Güncel anayasa tartışması için üç temel şey söyleyeceğim. Türkiye’deki anayasacılık tartışmalarının karşı karşıya geldiği noktaları yakalamak lazım. Türkiye anayasacılık tarihi henüz yazılmadı ama biz biliyoruz ki 19. yy’ın başından itibaren anayasacılık geleneklerinin kendilerine ait çatışmaları ve vurguları vardır. O vurgularla politik tarafgirleşme süreci yaşanmıştır zaten. AKP’nin son anayasa önerisi son derece despotik, absürt ve gülünç bir öneridir. Yürütmenin güçlendirilmesi bağlamında 1982 anayasasına benzer. İkincisi bu anayasa önerisi gerçekte hukuksal ve anayasal değildir. Güçlü iktidarlar anayasa veya yasalarla oynamazlar. Çünkü onlar anayasaları istismar edebilecek yetkinliğe ve güce sahiptirler. Güçlü olmayan iktidarlar ise sürekli olarak yasaları değiştirmeye ve oradan bir güç oluşturmaya çalışır. Gerçek bir yönetim tekniği ve aracı geliştirmeyen, mevcut yönetim teknik ve araçlarını kendi siyasal çıkarı lehinde kullanma becerisi geliştirmeyenler yönetim sisteminde değişiklik yapmaya çalışırlar. Bu da anayasacılık tarihinin bir başka dersidir. Mevcut öneri Erdoğan’ı fiziksel olarak farklı kurumlara bölerek, onu bütün kurumların içerisinde var ederek devleti yönetme iddiasını taşıyor.

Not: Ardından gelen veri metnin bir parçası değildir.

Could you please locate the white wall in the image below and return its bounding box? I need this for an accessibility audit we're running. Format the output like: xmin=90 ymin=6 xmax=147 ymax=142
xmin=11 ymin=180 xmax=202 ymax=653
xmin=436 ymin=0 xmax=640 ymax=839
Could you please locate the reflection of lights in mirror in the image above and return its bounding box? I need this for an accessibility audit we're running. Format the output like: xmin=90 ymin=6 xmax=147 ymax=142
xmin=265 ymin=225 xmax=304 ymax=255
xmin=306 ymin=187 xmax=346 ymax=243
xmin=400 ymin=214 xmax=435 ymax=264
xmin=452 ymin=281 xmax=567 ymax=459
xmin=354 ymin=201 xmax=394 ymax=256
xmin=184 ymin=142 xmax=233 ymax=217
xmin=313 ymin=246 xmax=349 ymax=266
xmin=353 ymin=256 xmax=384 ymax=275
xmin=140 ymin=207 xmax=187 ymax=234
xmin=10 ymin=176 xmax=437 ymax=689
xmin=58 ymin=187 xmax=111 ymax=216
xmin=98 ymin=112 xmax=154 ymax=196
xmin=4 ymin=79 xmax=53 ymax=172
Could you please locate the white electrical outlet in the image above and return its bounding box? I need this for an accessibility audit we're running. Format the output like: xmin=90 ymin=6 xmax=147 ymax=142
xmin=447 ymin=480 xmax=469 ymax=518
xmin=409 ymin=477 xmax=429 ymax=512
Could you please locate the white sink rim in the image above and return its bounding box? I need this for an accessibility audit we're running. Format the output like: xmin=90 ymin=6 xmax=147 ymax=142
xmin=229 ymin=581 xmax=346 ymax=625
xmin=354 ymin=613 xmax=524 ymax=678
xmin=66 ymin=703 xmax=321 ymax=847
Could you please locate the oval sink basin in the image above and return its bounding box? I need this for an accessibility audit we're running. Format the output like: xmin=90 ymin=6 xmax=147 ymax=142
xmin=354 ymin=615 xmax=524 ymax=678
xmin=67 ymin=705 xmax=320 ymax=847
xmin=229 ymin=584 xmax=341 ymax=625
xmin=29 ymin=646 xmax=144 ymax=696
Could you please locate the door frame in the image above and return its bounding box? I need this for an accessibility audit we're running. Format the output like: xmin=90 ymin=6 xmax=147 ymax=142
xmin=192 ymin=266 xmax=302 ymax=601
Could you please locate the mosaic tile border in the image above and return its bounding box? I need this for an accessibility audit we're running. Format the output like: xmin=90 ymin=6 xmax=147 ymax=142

Bu fiziksel olarak mümkün değil. Aristo mantığına göre ya A’da olursunuz ya da B’de olursunuz. Siz hem yürütmede hem yargıda hem de yasamada olamazsınız. Bu kendi siyasal ideoloji ve kadrolarına duyulan olağanüstü bir güvensizliği içeriyor. Erdoğan’ı bütün farklı yapılarda fiziksel olarak var ederek siyasal egemenliği tesis edebilmek mümkün değil. Zaten modern devleti var eden şey fiziksel olarak var olmadığınız yerde kamu alanını kurabilmektir. Modern devlet fiziksel olarak var olmadığı yerde varlığını tesis etme çabası içerisindedir. Erdoğan bugün sadece fiziksel olarak var olduğu yerde egemenlik kurabileceğini düşünmektedir. Bu da aslında şu an Türkiye’de ne anayasanın ne hukukun ne de devletin olmadığı anlamına gelir. Bu da bir çeşit itiraftır.

[pullquote]Cumhuriyet 1960’tan sonra kendisini Cumhurbaşkanı, Milli Güvenlik Kurulu ve Anayasa Mahkemesi üzerinden inşa ediyordu, denetliyordu ve onarımını yapıyordu. Şimdiki öneri ise sadece Cumhurbaşkanlığı’nda daraltılmış bir siyasal egemenlik önerisidir.[/pullquote]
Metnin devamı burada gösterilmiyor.